8. XSS scripting attacks: Cross-site scripting is a type of injection attack where a hacker inserts malicious code into a webpage that will be viewed by other users. This way whenever another user goes to the infected webpage the code will automatically execute. To prevent this you need to make sure that all input forms on your website sanitize their inputs, which simply means it filters out unwanted commands instead of running the code. You also need to ensure that the html code on your website is secure, you can do this through manual code reviews but for most people it’s easier to use automated tools that scan your website.
9. SQL Injection: SQL injection inserts SQL queries into input forms in order to steal data from your database. This can include credit card numbers, customer addresses, phone numbers etc. The defence for SQL is similar to XSS where you need to ensure that you’re filtering the information entered in the input forms correctly. Here you can find some tips for stopping an SQL injection.

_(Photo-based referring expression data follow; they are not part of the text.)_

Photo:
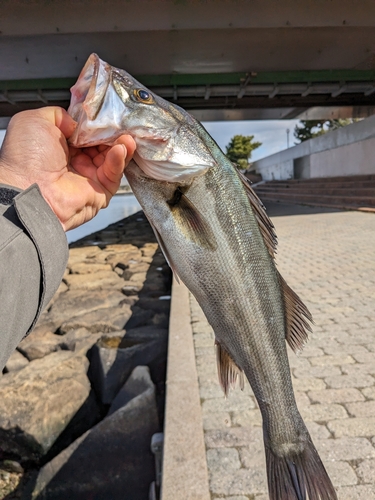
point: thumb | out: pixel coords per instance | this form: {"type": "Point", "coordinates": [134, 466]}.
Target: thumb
{"type": "Point", "coordinates": [111, 171]}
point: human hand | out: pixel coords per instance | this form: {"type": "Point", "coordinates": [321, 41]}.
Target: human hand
{"type": "Point", "coordinates": [76, 183]}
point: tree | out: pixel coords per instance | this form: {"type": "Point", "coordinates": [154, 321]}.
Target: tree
{"type": "Point", "coordinates": [308, 129]}
{"type": "Point", "coordinates": [240, 148]}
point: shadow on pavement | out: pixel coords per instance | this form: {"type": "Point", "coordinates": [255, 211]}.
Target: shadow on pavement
{"type": "Point", "coordinates": [277, 209]}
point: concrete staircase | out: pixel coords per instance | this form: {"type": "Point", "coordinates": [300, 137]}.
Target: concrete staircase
{"type": "Point", "coordinates": [355, 192]}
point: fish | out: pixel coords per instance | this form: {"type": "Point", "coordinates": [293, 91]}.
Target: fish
{"type": "Point", "coordinates": [219, 241]}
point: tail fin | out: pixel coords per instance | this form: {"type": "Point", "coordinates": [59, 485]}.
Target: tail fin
{"type": "Point", "coordinates": [298, 476]}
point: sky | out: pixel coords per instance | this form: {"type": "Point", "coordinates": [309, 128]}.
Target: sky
{"type": "Point", "coordinates": [271, 133]}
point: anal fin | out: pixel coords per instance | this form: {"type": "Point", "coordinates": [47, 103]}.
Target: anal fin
{"type": "Point", "coordinates": [297, 317]}
{"type": "Point", "coordinates": [228, 371]}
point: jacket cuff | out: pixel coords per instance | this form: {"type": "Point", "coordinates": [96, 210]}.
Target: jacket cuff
{"type": "Point", "coordinates": [49, 238]}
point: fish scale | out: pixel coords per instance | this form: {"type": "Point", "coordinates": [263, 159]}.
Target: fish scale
{"type": "Point", "coordinates": [219, 241]}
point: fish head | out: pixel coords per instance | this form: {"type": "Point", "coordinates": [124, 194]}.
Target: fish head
{"type": "Point", "coordinates": [107, 102]}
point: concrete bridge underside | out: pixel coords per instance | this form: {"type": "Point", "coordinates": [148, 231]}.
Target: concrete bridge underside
{"type": "Point", "coordinates": [221, 59]}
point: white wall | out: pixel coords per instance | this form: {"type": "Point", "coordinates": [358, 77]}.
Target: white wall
{"type": "Point", "coordinates": [346, 151]}
{"type": "Point", "coordinates": [354, 159]}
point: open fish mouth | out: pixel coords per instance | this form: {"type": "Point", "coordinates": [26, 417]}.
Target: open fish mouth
{"type": "Point", "coordinates": [95, 105]}
{"type": "Point", "coordinates": [107, 102]}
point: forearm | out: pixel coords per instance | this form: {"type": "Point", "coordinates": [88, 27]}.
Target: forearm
{"type": "Point", "coordinates": [33, 257]}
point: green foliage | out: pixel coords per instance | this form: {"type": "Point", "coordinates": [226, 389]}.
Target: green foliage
{"type": "Point", "coordinates": [308, 129]}
{"type": "Point", "coordinates": [240, 148]}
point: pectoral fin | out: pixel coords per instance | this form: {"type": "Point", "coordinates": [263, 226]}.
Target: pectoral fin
{"type": "Point", "coordinates": [266, 227]}
{"type": "Point", "coordinates": [164, 249]}
{"type": "Point", "coordinates": [191, 222]}
{"type": "Point", "coordinates": [227, 369]}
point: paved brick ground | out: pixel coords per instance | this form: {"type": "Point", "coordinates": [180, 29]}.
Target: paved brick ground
{"type": "Point", "coordinates": [329, 260]}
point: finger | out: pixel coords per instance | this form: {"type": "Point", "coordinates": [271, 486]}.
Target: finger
{"type": "Point", "coordinates": [57, 116]}
{"type": "Point", "coordinates": [110, 172]}
{"type": "Point", "coordinates": [130, 145]}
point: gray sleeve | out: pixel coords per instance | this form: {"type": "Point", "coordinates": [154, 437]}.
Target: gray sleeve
{"type": "Point", "coordinates": [33, 257]}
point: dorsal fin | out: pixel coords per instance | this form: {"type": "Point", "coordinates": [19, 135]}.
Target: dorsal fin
{"type": "Point", "coordinates": [227, 370]}
{"type": "Point", "coordinates": [265, 224]}
{"type": "Point", "coordinates": [297, 317]}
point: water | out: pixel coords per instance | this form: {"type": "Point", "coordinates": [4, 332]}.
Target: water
{"type": "Point", "coordinates": [120, 206]}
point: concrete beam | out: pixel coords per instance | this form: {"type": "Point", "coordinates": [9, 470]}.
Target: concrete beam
{"type": "Point", "coordinates": [37, 17]}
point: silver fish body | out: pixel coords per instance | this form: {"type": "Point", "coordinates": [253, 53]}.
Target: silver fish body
{"type": "Point", "coordinates": [218, 240]}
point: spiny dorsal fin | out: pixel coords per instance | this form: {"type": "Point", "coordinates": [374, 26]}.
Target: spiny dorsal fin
{"type": "Point", "coordinates": [191, 222]}
{"type": "Point", "coordinates": [265, 224]}
{"type": "Point", "coordinates": [297, 317]}
{"type": "Point", "coordinates": [227, 370]}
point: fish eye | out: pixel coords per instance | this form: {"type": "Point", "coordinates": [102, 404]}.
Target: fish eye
{"type": "Point", "coordinates": [143, 96]}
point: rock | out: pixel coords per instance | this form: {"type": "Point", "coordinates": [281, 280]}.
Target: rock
{"type": "Point", "coordinates": [102, 320]}
{"type": "Point", "coordinates": [81, 340]}
{"type": "Point", "coordinates": [110, 367]}
{"type": "Point", "coordinates": [136, 335]}
{"type": "Point", "coordinates": [36, 347]}
{"type": "Point", "coordinates": [159, 306]}
{"type": "Point", "coordinates": [77, 302]}
{"type": "Point", "coordinates": [111, 461]}
{"type": "Point", "coordinates": [16, 362]}
{"type": "Point", "coordinates": [138, 383]}
{"type": "Point", "coordinates": [11, 466]}
{"type": "Point", "coordinates": [37, 403]}
{"type": "Point", "coordinates": [80, 254]}
{"type": "Point", "coordinates": [88, 268]}
{"type": "Point", "coordinates": [122, 258]}
{"type": "Point", "coordinates": [98, 281]}
{"type": "Point", "coordinates": [131, 288]}
{"type": "Point", "coordinates": [161, 320]}
{"type": "Point", "coordinates": [139, 317]}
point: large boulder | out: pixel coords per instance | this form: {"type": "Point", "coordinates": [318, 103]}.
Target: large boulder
{"type": "Point", "coordinates": [111, 461]}
{"type": "Point", "coordinates": [38, 402]}
{"type": "Point", "coordinates": [77, 302]}
{"type": "Point", "coordinates": [101, 320]}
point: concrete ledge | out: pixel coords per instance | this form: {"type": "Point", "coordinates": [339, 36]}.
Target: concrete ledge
{"type": "Point", "coordinates": [185, 473]}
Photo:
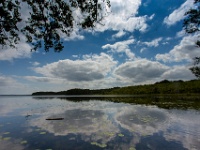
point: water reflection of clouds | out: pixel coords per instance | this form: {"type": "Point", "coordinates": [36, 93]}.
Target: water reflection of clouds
{"type": "Point", "coordinates": [143, 120]}
{"type": "Point", "coordinates": [89, 119]}
{"type": "Point", "coordinates": [5, 145]}
{"type": "Point", "coordinates": [170, 125]}
{"type": "Point", "coordinates": [103, 121]}
{"type": "Point", "coordinates": [185, 128]}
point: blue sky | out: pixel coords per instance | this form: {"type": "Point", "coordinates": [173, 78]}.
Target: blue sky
{"type": "Point", "coordinates": [140, 42]}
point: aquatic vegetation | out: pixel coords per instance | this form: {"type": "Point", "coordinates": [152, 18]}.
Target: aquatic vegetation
{"type": "Point", "coordinates": [120, 135]}
{"type": "Point", "coordinates": [99, 144]}
{"type": "Point", "coordinates": [7, 133]}
{"type": "Point", "coordinates": [42, 132]}
{"type": "Point", "coordinates": [23, 142]}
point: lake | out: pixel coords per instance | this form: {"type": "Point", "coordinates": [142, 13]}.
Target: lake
{"type": "Point", "coordinates": [94, 124]}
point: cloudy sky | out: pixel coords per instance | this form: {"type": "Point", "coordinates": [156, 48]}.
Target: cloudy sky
{"type": "Point", "coordinates": [140, 42]}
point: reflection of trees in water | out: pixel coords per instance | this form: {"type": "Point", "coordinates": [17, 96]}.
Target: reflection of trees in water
{"type": "Point", "coordinates": [158, 142]}
{"type": "Point", "coordinates": [91, 125]}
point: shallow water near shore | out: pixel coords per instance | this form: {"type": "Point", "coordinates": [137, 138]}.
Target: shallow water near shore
{"type": "Point", "coordinates": [94, 124]}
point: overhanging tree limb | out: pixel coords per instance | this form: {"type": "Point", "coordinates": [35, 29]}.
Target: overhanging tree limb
{"type": "Point", "coordinates": [47, 18]}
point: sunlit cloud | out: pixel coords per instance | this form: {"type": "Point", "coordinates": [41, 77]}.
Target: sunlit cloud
{"type": "Point", "coordinates": [185, 50]}
{"type": "Point", "coordinates": [179, 13]}
{"type": "Point", "coordinates": [121, 47]}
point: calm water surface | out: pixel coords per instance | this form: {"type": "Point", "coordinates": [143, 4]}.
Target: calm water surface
{"type": "Point", "coordinates": [95, 125]}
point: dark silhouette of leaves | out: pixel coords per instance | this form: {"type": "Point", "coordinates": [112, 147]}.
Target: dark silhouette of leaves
{"type": "Point", "coordinates": [47, 20]}
{"type": "Point", "coordinates": [192, 25]}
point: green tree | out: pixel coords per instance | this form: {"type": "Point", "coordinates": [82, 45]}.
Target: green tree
{"type": "Point", "coordinates": [47, 18]}
{"type": "Point", "coordinates": [192, 25]}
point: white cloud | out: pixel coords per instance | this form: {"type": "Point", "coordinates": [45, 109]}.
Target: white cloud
{"type": "Point", "coordinates": [153, 43]}
{"type": "Point", "coordinates": [140, 71]}
{"type": "Point", "coordinates": [179, 13]}
{"type": "Point", "coordinates": [121, 47]}
{"type": "Point", "coordinates": [119, 34]}
{"type": "Point", "coordinates": [123, 17]}
{"type": "Point", "coordinates": [35, 63]}
{"type": "Point", "coordinates": [186, 50]}
{"type": "Point", "coordinates": [90, 68]}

10. Use security scanning tools: There are many plugins and tools that will automatically scan your website and reveal potential security risks. These applications make it much easier to decide where you should focus your time and what you should be concerned about. For example, if you are on wordpress you have wordpress security scan, WPscan and sucurisitcheck.
11. Hide your web host provider and version: By displaying this information you make it easier for attackers to exploit known vulnerabilities associated with that web provider or that specific version of the software (if you’re running wordpress). To hide the WordPress version, you can copy and paste this line of code into the functions.php file of your active theme.
In general you should always hide the software name and version of anything running on your website.
12. Be careful with file uploads: Allowing people to upload files is a big security risk. Even if it has innocent intent, by allowing people to upload files there is the potential they will be able to upload and execute malicious code on the web server hosting your website. For example even if you only allow someone to upload jpg files to change their profile picture, if not done correctly hackers can easily get around that by renaming a file to be image.php.jpg and upload a php file to the server.
If you do choose to enable that functionality, make sure to do your research on how to secure it. Some things you can to do include restricting the type of files you can upload, changing permissions of the uploaded files to ensure that no files can execute post upload, changing the directory that the files are uploaded to so that it cannot be easily guessed (for example securitymadesimple.org/uploads is too obvious) and if possible making it so regular users cannot access the directory holding the uploaded files even with the URL.